For those Africans who were put to work in the plantation economy, what they cultivated depended largely on what part of the world they were in. It is true that sugar was an enormously popular commodity in Europe, and the slaves of the Caribbean islands were typically put to this kind of work (for example, Spanish slaves in Cuba or French slaves in Saint Domingue). However, different soils grew different staple crops. In the American South, both cotton and tobacco were much more forthcoming than was sugar, and slave labor exploded in Virginia once John Rolfe discovered how to plant tobacco seed there. In the seventeenth century, Jesuit missionaries to the Illinois River Valley often did not demand agricultural labor of the indigenous peoples there at all. Rather, they worked with the native tribes in order to compile French and English dictionaries of native languages. In Africa, local ecologies supplied an enormous array of diverse products. Moroccan Africans dug up phosphates from the earth in order to make fertilizer, while slaves in the Congo harvested rubber from the rubber trees which grew there (the Congolese slave trade was one of the most sadistic and bloodthirsty examples of human exploitation, and King Leopold of Belgium has rightly inherited a reputation as a ruthless king). In southern Algeria, slaves were put to work harvesting cork for the production of French wine tops. The kind of slave labor in a given region depended almost entirely on the commodities that that region’s ecology would most readily allow.
During the Second World War, several colonial powers employed black Africans as reserve troops to augment frontline forces. In France, for example, these black African troops were called the Tirailleurs Sénégalais (Senegalese Riflemen), and the French deployed them at battles as significant as the Battle of the Somme Valley in 1940 (not to be confused with the much more famous Battle of the Somme in WWI). German Wehrmacht soldiers were often exceptionally cruel with captured African prisoners, as they believed them to be of low culture and unworthy of sympathy. Thousands of Senegalese Riflemen were massacred between 1940 and 1941 as a result.
Finally, urban African workers took on any number of roles, from being preachers to shopkeeper’s assistants to politicians to gaining their freedom and purchasing land of their own.

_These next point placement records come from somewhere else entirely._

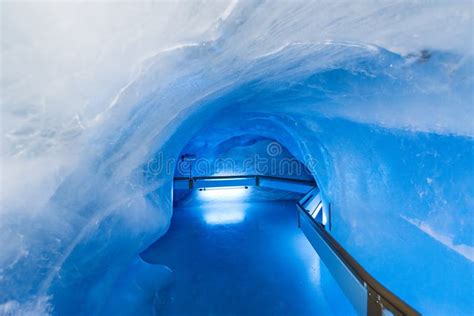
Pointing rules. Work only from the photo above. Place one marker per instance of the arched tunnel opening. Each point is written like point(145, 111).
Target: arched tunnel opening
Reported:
point(250, 158)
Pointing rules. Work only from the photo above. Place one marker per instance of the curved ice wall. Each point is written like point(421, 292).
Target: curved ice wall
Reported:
point(379, 95)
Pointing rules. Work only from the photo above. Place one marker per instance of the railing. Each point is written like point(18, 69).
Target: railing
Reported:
point(203, 183)
point(366, 294)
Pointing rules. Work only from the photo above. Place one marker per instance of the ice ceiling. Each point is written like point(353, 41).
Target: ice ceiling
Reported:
point(379, 94)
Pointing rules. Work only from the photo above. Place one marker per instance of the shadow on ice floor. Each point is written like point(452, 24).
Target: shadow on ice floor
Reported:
point(235, 256)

African labor was used in many ways. In the southern United States, African labor (slaves) was used to harvest crops such as rice and tobacco. The demand for slaves increased when cotton growing became more profitable. This occurred after the cotton gin was invented. With the cotton gin, cotton could be grown easier throughout the entire southern United States. The cotton gin separated the seeds from short staple cotton by machine. Before the cotton gin, the seeds had to be separated by hand. This was a time consuming process. Since short staple cotton could be grown anywhere in the South, the production of cotton increased tremendously. Thus, more slaves were needed. Another way slaves were used was to do household chores for the plantation owner. The slaves that worked in the house were called house slaves. Slaves were used in many ways throughout the South. In the North, slaves were used in artisan trades and were even educated. Phyllis Wheatley was a Northern slave who was educated to be a poet.